A polifonia diz respeito à
condição de um não fechamento da obra numa visão cerrada de mundo, a uma
organicidade aberta, a contrapropostas de realidades, discursos e sentidos em
uma configuração não totalitária. Feitosa trabalha exatamente com o conceito de
“penúltimo/penúltima”, Psi – a penúltima, sobre o que é inacabado, o que não
chega ao fim. Textualmente, para além da poesia, é uma escritura poética, uma “poiescritura”,
por assim dizer, em que inclui intertextualidades, interdiscursividades,
alusões, invocações, fotografias, recorte de jornal, citações, notas de rodapé
(mostra do inacabamento do próprio sentido, na explicação inesgotável, que não
pode alcançar tudo, nem pode estar presente a todo momento), diálogo com outros
poetas – trechos de poemas, recorrências até aos salmistas e narradores
bíblicos.
Um dos poemas mais emblemáticos
do livro é justamente o “Thiago”, um embate ao modo de atualização da
tradicional do desafio, no qual Soares Feitosa convoca a presença poética de
Thiago de Mello e seu poema Filho da Floresta, Água e Madeira para esse embate
com um filho do sertão e da poeira, do chão do Ceará. Neste poema, é o rol de
questões colocadas e o tecido argumentativo, demonstrativo de lugares, que
convocam a presença do outro, das questões prévias: “aponte-me, por favor, o
nortista verdadeiro/ que poderá dizer que escapou/ do contaminado fogaréu/
destas terras de pedra e pó?! [...] Somos dois, / somos o mesmo! – o homem? // É
o mesmo Thiago, o mesmo homem, / idêntico bicho-de-dois-pés/ e por favor não te
pabules dos teus rios contra mim/ que eu jogo para cima de ti o meu mar/ com
todas as minhas jangadas de sete-paus/ levíssimas, flutuam, e voltam! [...]” (p.
74). É um livro, afinal, de muitas vozes e presenças, humanas ou animadas pelo
sopro poético e imaginativo – sol e lua, vento, pessoas que lhe são caras,
amigos... – que habitam um espaço mobilizado, efervescente e vivo.

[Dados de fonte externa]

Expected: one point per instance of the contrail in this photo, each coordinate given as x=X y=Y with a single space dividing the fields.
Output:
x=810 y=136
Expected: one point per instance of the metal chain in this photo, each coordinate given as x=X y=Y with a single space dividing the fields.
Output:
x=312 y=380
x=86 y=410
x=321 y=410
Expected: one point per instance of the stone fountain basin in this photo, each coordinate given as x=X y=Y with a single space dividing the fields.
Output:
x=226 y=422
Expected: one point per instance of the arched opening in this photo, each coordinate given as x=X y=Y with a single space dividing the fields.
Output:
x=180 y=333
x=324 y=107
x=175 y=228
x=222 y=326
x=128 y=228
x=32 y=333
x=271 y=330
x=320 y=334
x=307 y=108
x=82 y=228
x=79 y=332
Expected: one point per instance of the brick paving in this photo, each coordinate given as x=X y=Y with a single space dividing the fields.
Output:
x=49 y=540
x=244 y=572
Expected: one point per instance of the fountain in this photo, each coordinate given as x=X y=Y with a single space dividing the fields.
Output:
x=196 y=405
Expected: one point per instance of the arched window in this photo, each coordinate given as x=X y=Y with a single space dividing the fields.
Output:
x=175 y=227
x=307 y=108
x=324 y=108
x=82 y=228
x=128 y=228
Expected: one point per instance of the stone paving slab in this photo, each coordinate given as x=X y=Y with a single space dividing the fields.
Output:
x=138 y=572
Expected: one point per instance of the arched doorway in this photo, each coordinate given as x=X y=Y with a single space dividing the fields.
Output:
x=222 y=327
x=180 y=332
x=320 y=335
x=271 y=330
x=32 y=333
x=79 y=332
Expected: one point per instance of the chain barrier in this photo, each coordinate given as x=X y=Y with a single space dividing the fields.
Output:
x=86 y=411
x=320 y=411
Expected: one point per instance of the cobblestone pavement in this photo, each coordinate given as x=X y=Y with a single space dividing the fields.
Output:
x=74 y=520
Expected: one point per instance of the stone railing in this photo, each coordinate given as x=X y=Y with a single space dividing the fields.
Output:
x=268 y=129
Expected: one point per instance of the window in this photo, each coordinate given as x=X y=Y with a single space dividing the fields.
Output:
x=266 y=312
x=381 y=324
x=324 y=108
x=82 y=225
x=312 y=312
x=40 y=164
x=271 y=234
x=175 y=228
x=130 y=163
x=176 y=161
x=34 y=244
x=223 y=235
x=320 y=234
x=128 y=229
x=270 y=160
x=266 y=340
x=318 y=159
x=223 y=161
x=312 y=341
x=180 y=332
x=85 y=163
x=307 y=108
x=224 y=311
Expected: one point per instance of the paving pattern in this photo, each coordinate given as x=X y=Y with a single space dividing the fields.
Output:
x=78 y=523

O polifônico vem ao encontro
desse dialogismo, à multitude de vozes dialéticas e dialógicas presentes e
representadas que reivindicam seu lugar de fala.
Além disso, em Psi até a
natureza mantém sua fala, seu discurso. Especificamente no poema que dá nome ao
livro, um poema dividido em cantos que vão elencando, intensificando atitudes e
situações, o que se passa é um diálogo entre a raposa, ameaçada de extermínio no
Nordeste, e que, no poema, é representada como uma entidade autônoma, falante, e
o sujeito poético, o compadre Chico, mestre Francisco, a quem a raposa, depois
de este muito apelar, concede audiência. Ela entra em embate com o sujeito: “ -
Por que [Psi]‘a penúltima’, Compadre? / A última não seria mais rica?,/ o
(o ômega?)”, a
raposa pergunta. Ao que Compadre Chico responde: “a última não existe, Comadre,
nada é último” (p. 197).
O que está em jogo aí não o
total, completo, perfeito; mas o “ainda-não”, o “vamos chegar lá”, o “navegar é
preciso”. É a simbologia do livro: o aglomerável, em discurso, a caminho, o
inacabado.
Precisamos admitir, é claro, que
as categorias devem, por vezes, ser admitidas em termos de graus de presença, ou
de ocorrência. Mesmo o texto mais polifônico é organizado pela voz de um autor,
do lugar que este conjura as tantas outras vozes, e por vezes as simula. Nessa
poesia, o espaço intermediário entre o sujeito poético e o cidadão
empírico-político-pragmático Soares Feitosa é muito tênue, em decréscimo do
primeiro, operado por vezes em termos de forte alegoria, que recobre grande
parte dos poemas (Antífona, Lua de Março, o próprio Psi...). O que corrobora,
porém, com esse pêndulo polifônico, no livro, é também o caráter narrativo que
perpassa os poemas. Em geral, poemas longos, que permitem engendrar uma
narrativa, ambientar, convocar personagens, arquitetar diálogos e, com isso,
mobilizar perspectivas diferentes da realidade e do próprio imaginário.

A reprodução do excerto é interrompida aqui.